Clarify your message.
I think one of my biggest mistakes as a development officer was continually trying to put a different spin on my message. I looked for creative ways to say the same thing. I didn’t want donors to get bored hearing the “same old thing.” In my efforts to be creative, I think I often confused the message and confused donors.
Being creative does not have to compromise the heart of what you do. Your work is not boring. Your impact is not boring. Your message is not boring. In fact, those are the things to amplify. Keep telling donors the work you are doing, the impact you are having, and how they are a part. You do not need to be heard by everyone; you need to be heard by the right people. Clarifying your message will help you connect with those whose hearts are aligned with your work.

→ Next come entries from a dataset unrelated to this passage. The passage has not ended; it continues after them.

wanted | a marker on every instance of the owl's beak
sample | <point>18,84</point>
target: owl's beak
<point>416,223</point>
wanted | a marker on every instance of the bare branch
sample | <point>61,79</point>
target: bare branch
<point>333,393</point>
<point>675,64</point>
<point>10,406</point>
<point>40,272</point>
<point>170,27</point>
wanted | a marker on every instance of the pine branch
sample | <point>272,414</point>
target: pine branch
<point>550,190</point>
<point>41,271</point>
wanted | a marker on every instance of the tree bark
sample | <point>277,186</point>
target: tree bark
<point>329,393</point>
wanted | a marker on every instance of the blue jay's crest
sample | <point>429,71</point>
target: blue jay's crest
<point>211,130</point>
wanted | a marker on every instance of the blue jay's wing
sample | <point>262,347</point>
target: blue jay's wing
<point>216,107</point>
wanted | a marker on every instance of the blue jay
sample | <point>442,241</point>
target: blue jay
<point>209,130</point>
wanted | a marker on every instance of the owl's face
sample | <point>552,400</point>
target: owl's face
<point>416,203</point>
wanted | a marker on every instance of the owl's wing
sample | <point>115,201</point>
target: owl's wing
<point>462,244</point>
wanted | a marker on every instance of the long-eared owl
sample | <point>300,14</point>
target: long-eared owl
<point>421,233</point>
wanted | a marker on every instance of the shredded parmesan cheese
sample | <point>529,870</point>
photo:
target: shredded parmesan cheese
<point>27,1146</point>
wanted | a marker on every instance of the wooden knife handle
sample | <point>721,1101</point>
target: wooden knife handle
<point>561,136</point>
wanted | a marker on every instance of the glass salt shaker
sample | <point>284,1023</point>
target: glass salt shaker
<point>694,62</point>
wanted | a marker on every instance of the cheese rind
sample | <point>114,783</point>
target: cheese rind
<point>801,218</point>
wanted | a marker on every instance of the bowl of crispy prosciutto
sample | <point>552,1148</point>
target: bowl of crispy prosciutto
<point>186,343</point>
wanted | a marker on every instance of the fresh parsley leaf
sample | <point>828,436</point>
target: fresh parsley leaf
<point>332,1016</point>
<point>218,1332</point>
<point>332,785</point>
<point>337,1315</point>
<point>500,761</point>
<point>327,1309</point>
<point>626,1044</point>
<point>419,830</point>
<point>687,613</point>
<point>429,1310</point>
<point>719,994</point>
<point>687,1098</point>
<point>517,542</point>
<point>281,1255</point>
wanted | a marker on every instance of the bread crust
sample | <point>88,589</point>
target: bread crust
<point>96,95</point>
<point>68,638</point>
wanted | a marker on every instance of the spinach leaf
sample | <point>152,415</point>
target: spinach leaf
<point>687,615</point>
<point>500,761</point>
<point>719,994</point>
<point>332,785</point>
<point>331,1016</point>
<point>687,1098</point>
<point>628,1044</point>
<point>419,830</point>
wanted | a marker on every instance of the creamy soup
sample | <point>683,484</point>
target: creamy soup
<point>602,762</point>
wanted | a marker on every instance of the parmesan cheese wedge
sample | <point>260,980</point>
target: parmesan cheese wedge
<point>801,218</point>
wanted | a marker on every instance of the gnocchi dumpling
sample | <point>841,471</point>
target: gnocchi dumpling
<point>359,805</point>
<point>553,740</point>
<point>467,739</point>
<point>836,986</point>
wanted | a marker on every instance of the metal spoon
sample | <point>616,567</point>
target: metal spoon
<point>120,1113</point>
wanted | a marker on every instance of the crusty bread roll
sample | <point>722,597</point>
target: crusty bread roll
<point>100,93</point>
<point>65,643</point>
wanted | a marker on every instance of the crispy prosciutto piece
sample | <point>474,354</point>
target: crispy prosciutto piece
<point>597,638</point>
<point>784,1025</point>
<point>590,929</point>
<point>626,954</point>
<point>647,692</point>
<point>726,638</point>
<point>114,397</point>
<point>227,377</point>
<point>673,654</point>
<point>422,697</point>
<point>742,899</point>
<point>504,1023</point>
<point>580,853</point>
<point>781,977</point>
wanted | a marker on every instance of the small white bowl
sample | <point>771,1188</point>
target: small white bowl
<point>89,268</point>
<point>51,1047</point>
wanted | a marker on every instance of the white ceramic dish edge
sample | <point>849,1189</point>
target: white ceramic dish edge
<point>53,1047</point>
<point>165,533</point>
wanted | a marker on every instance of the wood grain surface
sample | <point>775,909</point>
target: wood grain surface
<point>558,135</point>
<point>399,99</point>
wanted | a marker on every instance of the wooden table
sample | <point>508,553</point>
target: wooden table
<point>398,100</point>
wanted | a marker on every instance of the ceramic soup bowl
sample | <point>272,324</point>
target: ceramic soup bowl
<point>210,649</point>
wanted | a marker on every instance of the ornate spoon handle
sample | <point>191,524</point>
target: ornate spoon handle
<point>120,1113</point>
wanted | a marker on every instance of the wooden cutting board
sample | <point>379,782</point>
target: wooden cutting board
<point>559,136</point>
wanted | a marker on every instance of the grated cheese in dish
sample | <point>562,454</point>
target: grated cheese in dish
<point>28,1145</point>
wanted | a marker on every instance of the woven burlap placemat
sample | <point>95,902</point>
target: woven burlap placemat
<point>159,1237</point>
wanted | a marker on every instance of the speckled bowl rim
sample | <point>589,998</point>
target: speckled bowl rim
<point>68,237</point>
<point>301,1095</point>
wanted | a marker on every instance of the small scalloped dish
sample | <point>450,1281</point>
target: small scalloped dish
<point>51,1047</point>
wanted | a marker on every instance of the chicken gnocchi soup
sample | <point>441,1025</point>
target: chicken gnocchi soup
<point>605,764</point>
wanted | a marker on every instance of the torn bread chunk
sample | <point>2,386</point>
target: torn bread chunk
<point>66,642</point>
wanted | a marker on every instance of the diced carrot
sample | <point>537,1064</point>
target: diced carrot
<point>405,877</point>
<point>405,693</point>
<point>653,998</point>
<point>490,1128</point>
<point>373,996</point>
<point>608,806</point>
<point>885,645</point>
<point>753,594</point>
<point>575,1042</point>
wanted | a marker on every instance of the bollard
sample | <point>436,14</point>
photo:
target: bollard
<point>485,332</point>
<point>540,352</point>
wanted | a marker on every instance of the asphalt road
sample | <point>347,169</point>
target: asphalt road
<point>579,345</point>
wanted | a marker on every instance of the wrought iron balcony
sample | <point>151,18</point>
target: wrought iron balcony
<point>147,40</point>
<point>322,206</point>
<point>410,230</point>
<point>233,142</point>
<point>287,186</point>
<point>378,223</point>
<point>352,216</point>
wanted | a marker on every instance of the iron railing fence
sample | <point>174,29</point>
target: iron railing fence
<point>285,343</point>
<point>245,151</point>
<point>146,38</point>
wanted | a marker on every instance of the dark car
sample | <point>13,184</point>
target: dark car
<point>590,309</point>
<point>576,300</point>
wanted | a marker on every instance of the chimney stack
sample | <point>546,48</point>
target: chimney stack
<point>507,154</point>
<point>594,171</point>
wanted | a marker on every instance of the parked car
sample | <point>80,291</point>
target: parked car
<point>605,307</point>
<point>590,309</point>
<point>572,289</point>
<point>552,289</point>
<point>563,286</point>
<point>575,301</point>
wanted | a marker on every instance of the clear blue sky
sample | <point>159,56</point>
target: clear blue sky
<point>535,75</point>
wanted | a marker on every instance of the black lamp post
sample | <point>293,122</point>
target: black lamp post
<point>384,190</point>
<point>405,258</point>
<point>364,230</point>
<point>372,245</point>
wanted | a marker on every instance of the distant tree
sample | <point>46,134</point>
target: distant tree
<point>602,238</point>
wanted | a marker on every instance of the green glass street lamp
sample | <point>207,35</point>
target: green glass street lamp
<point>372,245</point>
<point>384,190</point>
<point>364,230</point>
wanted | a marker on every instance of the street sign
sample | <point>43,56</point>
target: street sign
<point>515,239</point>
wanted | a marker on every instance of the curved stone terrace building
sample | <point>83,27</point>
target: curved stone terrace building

Here are a few elements to consider as you clarify your message:
1. Clarify your Pitch
Each message and medium will have a different pitch that captures the attention of your audience. This ranges from an enticing subject line, blog title, catchphrase, or elevator pitch. The pitch is the first impression audiences have of your message and your opportunity to connect through values, emotions, or life moments. Make your pitch clear, concise, and captivating. The goal is to get your audience to engage, whether that is reading your blog, watching a video, or listening to your message. An easy way to clarify your pitch is to state it in the form of a question. Spark audience interest by asking a question directed at them. When writing your pitch, you should be asking the question, ‘How does your message impact your audience?’
2. Clarify your Conflict
What problem are you solving? When sharing a message, you are telling your organization’s story, and conflict is essential. Conflict shows the need – the problem your organization is working to solve – and the need connects with a pain point for a donor. When communicating the conflict, answer these two questions: ‘Why is the solution to this conflict so vital? Why should your audience care?’ Add weight to conflict by including statistics to further illustrate what’s at stake.
3. Clarify your Solution
Your solution should answer the question, ‘How does your organization work together with donors to resolve the conflict? Provide specific actions your organization is taking to solve the problem at hand. Try to keep this portion of your communication to three sentences or less. If you are communicating online, you can add a link at the end of this section that directs your audience to learn more. If done well, clarifying your resolution can set up your call to action.
4. Clarify your Call to Action (CTA)
What specific action do you want your audience to take? Invite donors to join the story. Provide one or two clear actions for donors to take to join your work. You should include a primary and a secondary CTA. Your primary CTA is the preferred action. This can be to donate, make a pledge, sign up to volunteer, etc. Your secondary action should require less commitment. It may be a newsletter sign up, a call to follow you on social media, or even the opportunity to schedule a meeting. Secondary CTAs keep an audience engaged if they aren’t ready to donate, etc. It provides an opportunity to stay in the communication loop.
Your message should focus on answering your audience’s unspoken questions. How does your work affect them? What is the problem at hand, and why must it be solved? What will happen if your organization is not around to address the issue? How can your audience partner with you? Clarifying your message answers these questions and helps donors understand.
Donors want to support great causes and ministries. Make it easier for them. Craft a clear message.